Her friend nudged her with an elbow. The redhead didn’t break eye contact with Handful. She just waited, the way you wait for someone to figure out the conversation is over.

Handful didn’t figure it out. He leaned on the bar beside her. “So, what brings you to a biker wedding?”

“The bride is my friend. What brings you to a biker wedding?”

“I’m a biker.”

“Right. Well.” She turned back to her friend. “That was fun.”

He stood there a second too long, then came over to me.

“How’d that go?” I asked.

“Great. Really connected.”

“She turned her back on you.”

“She turned her backslowly.That’s different.”

I laughed.
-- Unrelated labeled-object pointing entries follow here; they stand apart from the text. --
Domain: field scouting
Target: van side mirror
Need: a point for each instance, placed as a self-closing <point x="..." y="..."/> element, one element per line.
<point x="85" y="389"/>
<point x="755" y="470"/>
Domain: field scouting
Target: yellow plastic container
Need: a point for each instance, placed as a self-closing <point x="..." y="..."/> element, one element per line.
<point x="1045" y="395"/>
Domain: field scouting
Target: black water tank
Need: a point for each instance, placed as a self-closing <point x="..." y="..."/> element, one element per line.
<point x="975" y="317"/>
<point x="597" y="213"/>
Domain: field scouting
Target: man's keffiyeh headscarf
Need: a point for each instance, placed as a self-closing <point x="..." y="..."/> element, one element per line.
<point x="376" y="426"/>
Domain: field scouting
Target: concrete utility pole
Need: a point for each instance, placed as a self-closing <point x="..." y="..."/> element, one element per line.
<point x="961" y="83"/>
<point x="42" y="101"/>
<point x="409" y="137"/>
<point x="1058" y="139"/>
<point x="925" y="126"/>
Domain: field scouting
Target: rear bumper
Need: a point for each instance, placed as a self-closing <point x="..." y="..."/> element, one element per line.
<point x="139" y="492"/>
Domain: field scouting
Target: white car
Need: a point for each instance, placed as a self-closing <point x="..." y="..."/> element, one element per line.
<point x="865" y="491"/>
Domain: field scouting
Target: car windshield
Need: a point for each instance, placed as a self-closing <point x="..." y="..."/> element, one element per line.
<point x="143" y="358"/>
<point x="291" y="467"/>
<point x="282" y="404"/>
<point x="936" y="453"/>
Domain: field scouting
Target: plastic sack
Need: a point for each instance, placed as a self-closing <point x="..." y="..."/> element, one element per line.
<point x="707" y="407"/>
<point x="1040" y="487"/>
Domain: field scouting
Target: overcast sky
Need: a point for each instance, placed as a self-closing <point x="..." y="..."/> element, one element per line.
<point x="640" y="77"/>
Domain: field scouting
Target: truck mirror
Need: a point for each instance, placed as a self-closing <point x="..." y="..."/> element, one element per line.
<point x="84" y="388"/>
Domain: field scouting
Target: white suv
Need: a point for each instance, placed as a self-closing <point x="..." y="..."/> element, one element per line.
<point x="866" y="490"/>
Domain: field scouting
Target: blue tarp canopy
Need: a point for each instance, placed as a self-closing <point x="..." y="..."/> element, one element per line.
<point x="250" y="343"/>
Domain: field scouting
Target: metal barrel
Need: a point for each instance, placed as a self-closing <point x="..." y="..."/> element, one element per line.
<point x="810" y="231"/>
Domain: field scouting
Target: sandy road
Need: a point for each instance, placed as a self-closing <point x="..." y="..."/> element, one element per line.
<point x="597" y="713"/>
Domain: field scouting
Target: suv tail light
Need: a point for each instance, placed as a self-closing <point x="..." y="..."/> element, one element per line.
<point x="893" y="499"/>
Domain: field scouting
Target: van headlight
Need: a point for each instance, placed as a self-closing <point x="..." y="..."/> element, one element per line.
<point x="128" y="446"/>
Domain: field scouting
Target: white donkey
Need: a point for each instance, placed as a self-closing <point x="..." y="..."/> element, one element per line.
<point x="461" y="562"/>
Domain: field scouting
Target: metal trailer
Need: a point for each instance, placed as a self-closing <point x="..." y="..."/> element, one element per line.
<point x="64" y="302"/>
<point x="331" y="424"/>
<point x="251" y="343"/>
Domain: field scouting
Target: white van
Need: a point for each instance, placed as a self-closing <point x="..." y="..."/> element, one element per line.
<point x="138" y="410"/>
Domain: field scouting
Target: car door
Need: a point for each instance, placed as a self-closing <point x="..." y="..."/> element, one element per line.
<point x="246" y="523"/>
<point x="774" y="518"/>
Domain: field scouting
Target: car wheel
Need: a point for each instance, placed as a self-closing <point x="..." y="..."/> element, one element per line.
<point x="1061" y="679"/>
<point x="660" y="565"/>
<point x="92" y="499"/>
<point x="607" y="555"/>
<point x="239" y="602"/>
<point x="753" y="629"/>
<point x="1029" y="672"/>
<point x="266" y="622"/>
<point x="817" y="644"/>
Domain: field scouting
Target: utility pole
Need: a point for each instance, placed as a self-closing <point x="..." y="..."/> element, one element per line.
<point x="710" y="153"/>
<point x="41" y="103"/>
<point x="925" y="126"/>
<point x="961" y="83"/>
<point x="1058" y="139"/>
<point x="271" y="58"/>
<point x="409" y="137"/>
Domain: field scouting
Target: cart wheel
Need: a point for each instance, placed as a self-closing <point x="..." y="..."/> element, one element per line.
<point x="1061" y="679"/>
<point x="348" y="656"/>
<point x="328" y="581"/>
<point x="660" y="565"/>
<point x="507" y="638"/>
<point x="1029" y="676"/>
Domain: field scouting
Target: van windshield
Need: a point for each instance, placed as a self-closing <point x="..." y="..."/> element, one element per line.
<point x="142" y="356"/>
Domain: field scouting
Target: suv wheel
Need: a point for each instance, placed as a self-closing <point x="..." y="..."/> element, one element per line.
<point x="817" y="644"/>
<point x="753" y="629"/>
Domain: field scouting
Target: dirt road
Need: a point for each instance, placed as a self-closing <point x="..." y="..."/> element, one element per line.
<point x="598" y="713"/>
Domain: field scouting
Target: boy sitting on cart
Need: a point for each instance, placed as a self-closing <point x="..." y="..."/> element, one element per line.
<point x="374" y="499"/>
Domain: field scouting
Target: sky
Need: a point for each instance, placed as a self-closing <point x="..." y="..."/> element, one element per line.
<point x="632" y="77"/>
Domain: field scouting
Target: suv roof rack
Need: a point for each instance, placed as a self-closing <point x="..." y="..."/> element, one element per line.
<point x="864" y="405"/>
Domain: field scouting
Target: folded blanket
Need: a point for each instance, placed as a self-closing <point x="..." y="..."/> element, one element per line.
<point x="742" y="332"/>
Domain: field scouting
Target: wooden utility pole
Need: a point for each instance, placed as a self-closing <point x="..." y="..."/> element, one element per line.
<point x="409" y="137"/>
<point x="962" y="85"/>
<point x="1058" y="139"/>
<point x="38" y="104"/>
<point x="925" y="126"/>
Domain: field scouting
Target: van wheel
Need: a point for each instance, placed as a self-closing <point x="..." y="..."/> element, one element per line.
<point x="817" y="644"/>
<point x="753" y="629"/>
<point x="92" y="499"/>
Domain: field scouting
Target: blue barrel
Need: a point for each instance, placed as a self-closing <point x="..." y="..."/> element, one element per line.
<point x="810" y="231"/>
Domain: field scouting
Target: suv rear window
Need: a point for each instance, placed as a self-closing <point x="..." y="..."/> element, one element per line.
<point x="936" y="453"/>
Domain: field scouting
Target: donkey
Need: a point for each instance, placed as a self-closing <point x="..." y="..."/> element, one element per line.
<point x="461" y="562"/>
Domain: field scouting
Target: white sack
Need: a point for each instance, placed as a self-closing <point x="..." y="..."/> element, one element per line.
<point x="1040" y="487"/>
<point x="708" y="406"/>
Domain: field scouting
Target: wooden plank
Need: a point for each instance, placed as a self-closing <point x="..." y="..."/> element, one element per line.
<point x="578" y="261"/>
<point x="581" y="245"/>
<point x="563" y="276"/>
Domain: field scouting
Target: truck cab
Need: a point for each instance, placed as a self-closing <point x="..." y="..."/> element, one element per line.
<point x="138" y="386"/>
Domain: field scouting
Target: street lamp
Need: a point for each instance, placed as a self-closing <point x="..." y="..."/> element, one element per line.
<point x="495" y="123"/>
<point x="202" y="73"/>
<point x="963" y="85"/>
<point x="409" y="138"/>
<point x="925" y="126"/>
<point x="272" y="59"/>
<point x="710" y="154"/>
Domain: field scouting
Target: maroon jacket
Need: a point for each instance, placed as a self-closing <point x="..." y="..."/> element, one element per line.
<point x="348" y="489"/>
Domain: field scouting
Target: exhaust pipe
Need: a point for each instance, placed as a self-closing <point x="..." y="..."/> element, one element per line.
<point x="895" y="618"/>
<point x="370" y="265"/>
It caught me off guard — the feeling of it, rusty and unfamiliar, like a muscle I hadn’t used in weeks.

He was still watching her. Not just interest on his face. Something told me this was not just about the chase. He looked like a man who’d run into a wall he actually wanted to climb.
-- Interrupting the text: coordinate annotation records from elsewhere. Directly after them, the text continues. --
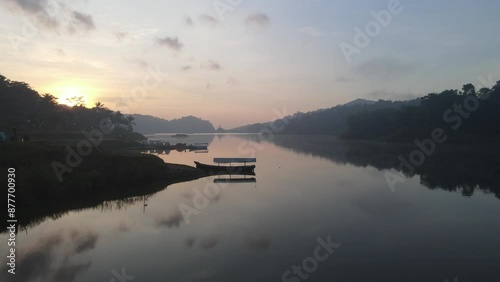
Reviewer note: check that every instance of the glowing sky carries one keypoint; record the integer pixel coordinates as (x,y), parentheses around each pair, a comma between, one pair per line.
(260,55)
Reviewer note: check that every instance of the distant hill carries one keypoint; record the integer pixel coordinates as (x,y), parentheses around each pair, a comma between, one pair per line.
(326,121)
(190,124)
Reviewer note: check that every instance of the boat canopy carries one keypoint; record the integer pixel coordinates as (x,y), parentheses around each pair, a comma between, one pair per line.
(234,160)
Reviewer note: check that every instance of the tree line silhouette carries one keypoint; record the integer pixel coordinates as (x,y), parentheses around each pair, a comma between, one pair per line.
(25,109)
(464,114)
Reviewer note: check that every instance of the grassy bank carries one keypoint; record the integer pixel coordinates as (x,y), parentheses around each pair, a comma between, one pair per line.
(104,175)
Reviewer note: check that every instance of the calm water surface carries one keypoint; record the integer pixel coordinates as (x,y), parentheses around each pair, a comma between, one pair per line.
(257,231)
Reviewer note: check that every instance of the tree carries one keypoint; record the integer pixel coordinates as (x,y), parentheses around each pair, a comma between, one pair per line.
(469,90)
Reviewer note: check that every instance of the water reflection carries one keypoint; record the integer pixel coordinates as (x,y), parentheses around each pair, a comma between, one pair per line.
(53,257)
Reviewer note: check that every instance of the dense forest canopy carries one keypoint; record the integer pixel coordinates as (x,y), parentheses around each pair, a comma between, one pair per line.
(23,108)
(466,113)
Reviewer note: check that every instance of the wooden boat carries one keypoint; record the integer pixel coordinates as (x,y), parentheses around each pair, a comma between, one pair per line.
(220,169)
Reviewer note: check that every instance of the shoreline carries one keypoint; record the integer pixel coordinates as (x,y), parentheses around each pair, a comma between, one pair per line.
(105,175)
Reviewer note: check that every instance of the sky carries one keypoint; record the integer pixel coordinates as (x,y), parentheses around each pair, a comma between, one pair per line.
(235,62)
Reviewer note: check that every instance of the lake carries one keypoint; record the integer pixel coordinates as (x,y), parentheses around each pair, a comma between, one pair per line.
(320,209)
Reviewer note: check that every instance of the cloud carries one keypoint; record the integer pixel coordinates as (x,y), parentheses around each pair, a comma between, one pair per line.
(83,21)
(60,52)
(120,36)
(258,243)
(51,15)
(139,63)
(257,19)
(312,31)
(231,81)
(208,243)
(381,69)
(211,65)
(208,20)
(188,21)
(342,79)
(190,242)
(170,42)
(316,32)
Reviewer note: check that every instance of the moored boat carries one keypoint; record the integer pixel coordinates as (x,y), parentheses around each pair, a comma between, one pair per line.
(221,169)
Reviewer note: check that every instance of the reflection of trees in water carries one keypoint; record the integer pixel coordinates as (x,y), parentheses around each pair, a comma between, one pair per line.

“What’s her name?” I asked.

“Ruby.”

“And you’re going back over there?”

“Obviously.”

“She’s going to shoot you down again.”

“Obviously.” He finished his drink. “But she’s going to remember my name.”

He went back. The redhead saw him coming this time and said something to her friend that made them both laugh before he’d even arrived. He said something I couldn’t hear. She replied without looking at him — one sentence, delivered sideways — and her friend covered her mouth with her hand.

Handful came back to the bar grinning like he’d won something.

“What’d she say?” I asked.

“She said I was persistent, which is basically a compliment.”

“What else did she say?”

“That she’d rather eat her own shoes than give me her number.” He was still grinning. “But she said it with style.”

I shook my head. “You’re a disaster.”

“Yeah.” He was still watching her across the room. “But I’m a memorable disaster.”

My eyes drifted past him, and that’s when I caught it — Dutch at the far end of the bar, standing next to Indira’s father. I hadn’t seen him approach. Neither had the father, from the look of it. Dutch had just appeared beside him the way he did, like he’d always been there.

Dutch didn’t apologize for anything. Not for the clubhouse, not for the cut on his back, not for who he was or how he’d gotten there. He just leaned against the bar beside the man and talked to him like a person.

“How’s the recovery going? Indira said they switched you to a new cardiologist.”